146 Pages·2016·2.316 MB·English

by Frans A. Oliehoek, Christopher Amato (auth.)

Checking for file health...

Download

Upgrade Premium

Most books are stored in the elastic cloud where traffic is expensive. For this reason, we have a limit on daily download.

Download A Concise Introduction to Decentralized POMDPs PDF Free - Full Version

by Frans A. Oliehoek, Christopher Amato (auth.)| 2016| 146 pages| 2.316| English

Download A Concise Introduction to Decentralized POMDPs by Frans A. Oliehoek, Christopher Amato (auth.) in PDF format completely FREE. No registration required, no payment needed. Get instant access to this valuable resource on PDFdrive.to!

Free Download PDF

About A Concise Introduction to Decentralized POMDPs

No description available for this book.

Detailed Information

Author:	Frans A. Oliehoek, Christopher Amato (auth.)
Publication Year:	2016
Pages:	146
Language:	English
File Size:	2.316
Format:	PDF
Price:	FREE

Download Free PDF

Safe & Secure Download - No registration required

Why Choose PDFdrive for Your Free A Concise Introduction to Decentralized POMDPs Download?
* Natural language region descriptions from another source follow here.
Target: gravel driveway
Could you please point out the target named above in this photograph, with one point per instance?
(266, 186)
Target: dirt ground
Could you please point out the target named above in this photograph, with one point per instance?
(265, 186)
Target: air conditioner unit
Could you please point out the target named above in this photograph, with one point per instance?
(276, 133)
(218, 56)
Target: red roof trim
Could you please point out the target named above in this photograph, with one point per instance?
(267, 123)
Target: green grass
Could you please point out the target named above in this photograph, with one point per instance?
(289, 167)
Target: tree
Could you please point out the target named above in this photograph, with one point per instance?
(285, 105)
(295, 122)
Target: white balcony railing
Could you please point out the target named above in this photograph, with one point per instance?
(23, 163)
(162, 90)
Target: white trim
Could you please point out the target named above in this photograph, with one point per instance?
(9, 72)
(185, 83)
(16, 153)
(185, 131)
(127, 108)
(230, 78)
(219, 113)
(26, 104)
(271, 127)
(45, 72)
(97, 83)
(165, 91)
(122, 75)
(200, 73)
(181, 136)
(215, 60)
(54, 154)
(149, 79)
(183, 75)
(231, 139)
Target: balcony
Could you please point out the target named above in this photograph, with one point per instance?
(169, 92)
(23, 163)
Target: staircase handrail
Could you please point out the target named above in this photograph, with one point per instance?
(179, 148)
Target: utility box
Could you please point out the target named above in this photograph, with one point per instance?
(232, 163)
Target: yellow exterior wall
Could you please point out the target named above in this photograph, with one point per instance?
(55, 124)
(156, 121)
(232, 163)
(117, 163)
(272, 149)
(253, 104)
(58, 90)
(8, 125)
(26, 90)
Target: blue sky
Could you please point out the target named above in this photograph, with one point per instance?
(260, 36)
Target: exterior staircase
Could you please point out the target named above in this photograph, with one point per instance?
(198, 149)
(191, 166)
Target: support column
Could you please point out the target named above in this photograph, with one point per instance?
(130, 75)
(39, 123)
100% Free: No hidden fees or subscriptions required for one book every day.
No Registration: Immediate access is available without creating accounts for one book every day.
Safe and Secure: Clean downloads without malware or viruses
Multiple Formats: PDF, MOBI, Mpub,... optimized for all devices
Educational Resource: Supporting knowledge sharing and learning

Frequently Asked Questions

Is it really free to download A Concise Introduction to Decentralized POMDPs PDF?

Yes, on https://PDFdrive.to you can download A Concise Introduction to Decentralized POMDPs by Frans A. Oliehoek, Christopher Amato (auth.) completely free. We don't require any payment, subscription, or registration to access this PDF file. For 3 books every day.

How can I read A Concise Introduction to Decentralized POMDPs on my mobile device?

After downloading A Concise Introduction to Decentralized POMDPs PDF, you can open it with any PDF reader app on your phone or tablet. We recommend using Adobe Acrobat Reader, Apple Books, or Google Play Books for the best reading experience.

Is this the full version of A Concise Introduction to Decentralized POMDPs?

Yes, this is the complete PDF version of A Concise Introduction to Decentralized POMDPs by Frans A. Oliehoek, Christopher Amato (auth.). You will be able to read the entire content as in the printed version without missing any pages.

Is it legal to download A Concise Introduction to Decentralized POMDPs PDF for free?

https://PDFdrive.to provides links to free educational resources available online. We do not store any files on our servers. Please be aware of copyright laws in your country before downloading.

The materials shared are intended for research, educational, and personal use in accordance with fair use principles.